While the people who make memes like this tend toward Libertarian lines of thought, the meme doesn’t make the point it’s trying to.

A few of the lines don’t make sense at all, like the wooden playground, toy gun, and hose water sections. Because no one is trying to ban them, and these activities are still widespread. The others are based on a false sense that surviving these events means a person is “tough”, when what they actually mean is that we were lucky, or that we simply didn’t know back then what we know now.

If you honestly want to go back to the days when people could smoke in McDonald’s and on airline flights, when no one had to wear seatbelts (and many cars didn’t even have seatbelts in the back), and when paint was saturated with lead dust and gasoline-burning cars sprayed lead all over the landscape, then I question not only your sanity, but your morality — because of the direct and measurable harm caused to others.

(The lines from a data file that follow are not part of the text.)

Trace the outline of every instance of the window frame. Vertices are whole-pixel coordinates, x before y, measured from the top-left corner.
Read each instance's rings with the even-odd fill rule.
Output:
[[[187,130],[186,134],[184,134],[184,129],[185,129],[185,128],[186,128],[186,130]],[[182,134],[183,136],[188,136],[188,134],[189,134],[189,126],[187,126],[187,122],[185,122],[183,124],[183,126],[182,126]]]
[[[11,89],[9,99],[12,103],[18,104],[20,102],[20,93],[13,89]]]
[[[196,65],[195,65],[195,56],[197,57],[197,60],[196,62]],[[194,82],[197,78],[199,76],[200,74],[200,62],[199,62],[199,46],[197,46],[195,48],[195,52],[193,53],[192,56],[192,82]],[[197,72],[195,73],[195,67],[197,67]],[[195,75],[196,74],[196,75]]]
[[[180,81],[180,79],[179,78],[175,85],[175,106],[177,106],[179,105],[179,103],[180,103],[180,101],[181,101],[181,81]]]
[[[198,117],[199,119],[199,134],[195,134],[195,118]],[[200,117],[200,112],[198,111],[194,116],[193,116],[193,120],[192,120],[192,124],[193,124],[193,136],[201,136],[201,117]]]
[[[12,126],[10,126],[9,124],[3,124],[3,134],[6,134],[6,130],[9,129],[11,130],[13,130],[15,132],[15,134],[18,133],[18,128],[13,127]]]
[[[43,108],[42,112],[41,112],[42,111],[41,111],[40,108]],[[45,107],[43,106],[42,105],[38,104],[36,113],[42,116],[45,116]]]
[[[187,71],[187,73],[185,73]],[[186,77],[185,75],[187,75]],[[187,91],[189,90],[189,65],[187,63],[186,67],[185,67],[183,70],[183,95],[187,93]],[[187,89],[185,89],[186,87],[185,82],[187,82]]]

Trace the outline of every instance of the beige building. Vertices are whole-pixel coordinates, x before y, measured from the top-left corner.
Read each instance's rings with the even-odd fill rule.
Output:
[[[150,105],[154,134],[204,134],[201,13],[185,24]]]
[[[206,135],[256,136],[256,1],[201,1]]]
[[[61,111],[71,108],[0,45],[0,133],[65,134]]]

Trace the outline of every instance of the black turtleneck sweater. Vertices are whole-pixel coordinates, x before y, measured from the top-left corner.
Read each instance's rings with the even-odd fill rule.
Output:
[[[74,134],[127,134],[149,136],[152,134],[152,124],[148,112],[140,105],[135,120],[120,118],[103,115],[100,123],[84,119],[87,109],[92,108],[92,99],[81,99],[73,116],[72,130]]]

And if you think toy guns or wooden playgrounds have been banned, you might need to visit more parks or toy stores.

Comments From Original URL:

Michael Zeiler, 2016.08.20, 10:31

I don’t get the point of these “false analogy” memes either. They seem to me to be trying to say that because my generation grew up this way and turned out alright, the next generation is growing up all wrong. Obvious bullshit. For the generation prior, it may have listed small pox, world wars, dust bowls, cholera, segregation, etc.

If I may suggest a topic for you. MSN had a comparison piece of the cost of an emergency room visit for the year you were born. But they gave no equal comparison of the tests performed or the treatments given. I’d be interested in reading your thorough breakdown of it.

Wil C. Fry (in reply to Michael Z), 2016.08.20, 10:40

"If I may suggest a topic for you..."

Any time! I’ll take a look at the MSN story you mentioned. (I assume you mean this one: https://www.msn.com/en-us/money/personalfinance/the-cost-of-a-trip-to-the-emergency-room-the-year-you-were-born/ss-BBv7wML?li=BBnb7Kz ?

It was $108 the year I was born, which seems reasonable to me. ;-)

Recently, I was looking at the bill from my birth. It was something like $300 for the entire thing. My daughter’s birth 38 years later cost 260 times as much (though all things were not equal).

It’s an interesting topic, so I will keep it in mind. Thank you.